Uno di questi è il Mathias Corvinus Collegium che ha ricevuto fondi da diverse entità controllate da Budapest. A Bruxelles opera come un think thank specializzato in affari europei. Allo stesso tempo, Orbán mobilita organizzazioni non governative in realtà organizzate dal governo per simulare l’azione di una società civile autonoma, che poi collabora con piattaforme transnazionali anti gender. L’Epf definisce quella ungherese «una delle strategie anti gender più strutturate e dotate di risorse in Europa» che «rappresenta una minaccia significativa per l’Europa».
Secondo Datta, «stiamo assistendo allo sviluppo di un ecosistema simile a quello che esiste negli Usa. Ci sono think thank di estrema destra e anti gender in gran parte alimentati da finanziamenti pubblici, perché associati a partiti politici di estrema destra oppure con il modello ungherese delle fondazioni».
Soldi pubblici europei
Nel complesso, i soldi europei per iniziative anti gender vengono da diverse fonti: ricche famiglie aristocratiche, imprenditori del mondo tech, aziende. Ma c’è anche una parte significativa di fondi pubblici, pari ad almeno 171 milioni di dollari. Fondi statali, come in Ungheria. Ma anche finanziamenti legati all’Ue, come quelli del programma Erasmus, sfruttato da progetti anti gender apparentemente finalizzati all’educazione dei giovani.
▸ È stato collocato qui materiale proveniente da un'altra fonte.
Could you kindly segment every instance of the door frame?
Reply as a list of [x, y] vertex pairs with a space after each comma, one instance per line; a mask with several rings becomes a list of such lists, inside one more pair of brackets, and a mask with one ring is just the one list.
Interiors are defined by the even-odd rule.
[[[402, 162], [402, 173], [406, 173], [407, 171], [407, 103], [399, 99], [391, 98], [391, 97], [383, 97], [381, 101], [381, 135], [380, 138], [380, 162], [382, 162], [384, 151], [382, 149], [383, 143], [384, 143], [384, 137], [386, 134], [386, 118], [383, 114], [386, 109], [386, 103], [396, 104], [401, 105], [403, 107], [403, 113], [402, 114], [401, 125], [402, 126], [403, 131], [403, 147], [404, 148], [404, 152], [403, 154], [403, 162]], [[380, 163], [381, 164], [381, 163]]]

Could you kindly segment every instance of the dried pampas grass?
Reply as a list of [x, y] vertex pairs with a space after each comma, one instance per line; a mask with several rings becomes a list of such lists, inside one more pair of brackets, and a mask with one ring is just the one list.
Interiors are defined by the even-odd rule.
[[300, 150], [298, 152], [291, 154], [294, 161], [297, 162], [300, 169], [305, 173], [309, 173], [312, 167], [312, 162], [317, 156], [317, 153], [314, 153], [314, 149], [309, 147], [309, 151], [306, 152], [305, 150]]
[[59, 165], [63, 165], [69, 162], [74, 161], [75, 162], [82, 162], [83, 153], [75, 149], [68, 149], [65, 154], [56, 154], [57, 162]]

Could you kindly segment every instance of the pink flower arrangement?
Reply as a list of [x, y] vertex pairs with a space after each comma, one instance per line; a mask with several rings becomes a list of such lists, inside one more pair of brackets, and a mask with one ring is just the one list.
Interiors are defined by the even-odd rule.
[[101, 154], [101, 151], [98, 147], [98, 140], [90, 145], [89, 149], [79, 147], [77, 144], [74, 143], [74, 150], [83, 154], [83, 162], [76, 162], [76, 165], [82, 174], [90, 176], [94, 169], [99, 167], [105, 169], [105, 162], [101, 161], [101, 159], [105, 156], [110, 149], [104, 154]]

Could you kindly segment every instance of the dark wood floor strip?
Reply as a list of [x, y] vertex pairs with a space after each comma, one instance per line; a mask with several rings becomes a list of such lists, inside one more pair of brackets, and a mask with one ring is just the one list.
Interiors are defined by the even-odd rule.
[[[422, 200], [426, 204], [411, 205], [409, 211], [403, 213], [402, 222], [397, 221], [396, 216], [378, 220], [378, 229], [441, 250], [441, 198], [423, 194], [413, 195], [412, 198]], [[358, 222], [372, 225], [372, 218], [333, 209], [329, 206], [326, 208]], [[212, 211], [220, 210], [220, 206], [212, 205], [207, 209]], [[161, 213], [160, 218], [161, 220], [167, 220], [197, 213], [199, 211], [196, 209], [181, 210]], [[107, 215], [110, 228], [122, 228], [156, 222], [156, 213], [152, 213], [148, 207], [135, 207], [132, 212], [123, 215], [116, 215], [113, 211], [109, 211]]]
Come ad esempio quelli portati avanti dalla World Youth Alliance (Wya), un’organizzazione non governativa cattolica antiabortista. Dal 2019, varie filiali della Wya hanno ricevuto oltre 1 milione di euro in finanziamenti dell’Ue. Wya è quello che il rapporto classifica come ong che si presentano come società civile ma in realtà gestite e in parte finanziate dalla chiesa.
Di queste fa parte anche Teen Star, l’organizzazione internazionale dietro i corsi di educazione sessuale di matrice cattolica finiti al centro delle polemiche all’inizio del 2025 dopo la denuncia di alcuni genitori di alunni di una scuola di San Donà di Piave. Wya e Teen Star fanno parte di quegli attori che forniscono cosiddetti “servizi anti gender”: infiltrano la rete educativa e sanitaria con programmi scolastici che promuovono l’astinenza invece dell’educazione sessuale, centri che scoraggiano le donne ad abortire con informazioni fuorvianti o che offrono terapie riparative contro l’omosessualità.
La politica
A livello europeo, tre gruppi politici sono particolarmente coinvolti nelle mobilitazioni anti gender: Conservatori e Riformisti europei (Ecr), Patriots for Europe e il Partito Politico Cristiano Europeo. «Oggi la dimensione politica è davvero l’epicentro del movimento anti gender. Quindici anni fa il fulcro era nel mondo delle istituzioni religiose, dieci anni fa della società civile. Ora è il mondo della politica», afferma Datta.
Il consolidamento delle leadership di questi partiti ha dato accesso al movimento anti gender a parlamenti, strumenti legislativi, risorse statali. Parallelamente, si stanno istituzionalizzando sempre più piattaforme transnazionali che consentono agli attori anti gender di coordinarsi. Come la Conservative Political Action Conference, nata negli Stati Uniti ma ormai di casa in Europa e in particolare a Budapest. La retorica anti gender è adesso non solo normalizzata nel discorso politico mainstream, ma incorporata nei processi decisionali.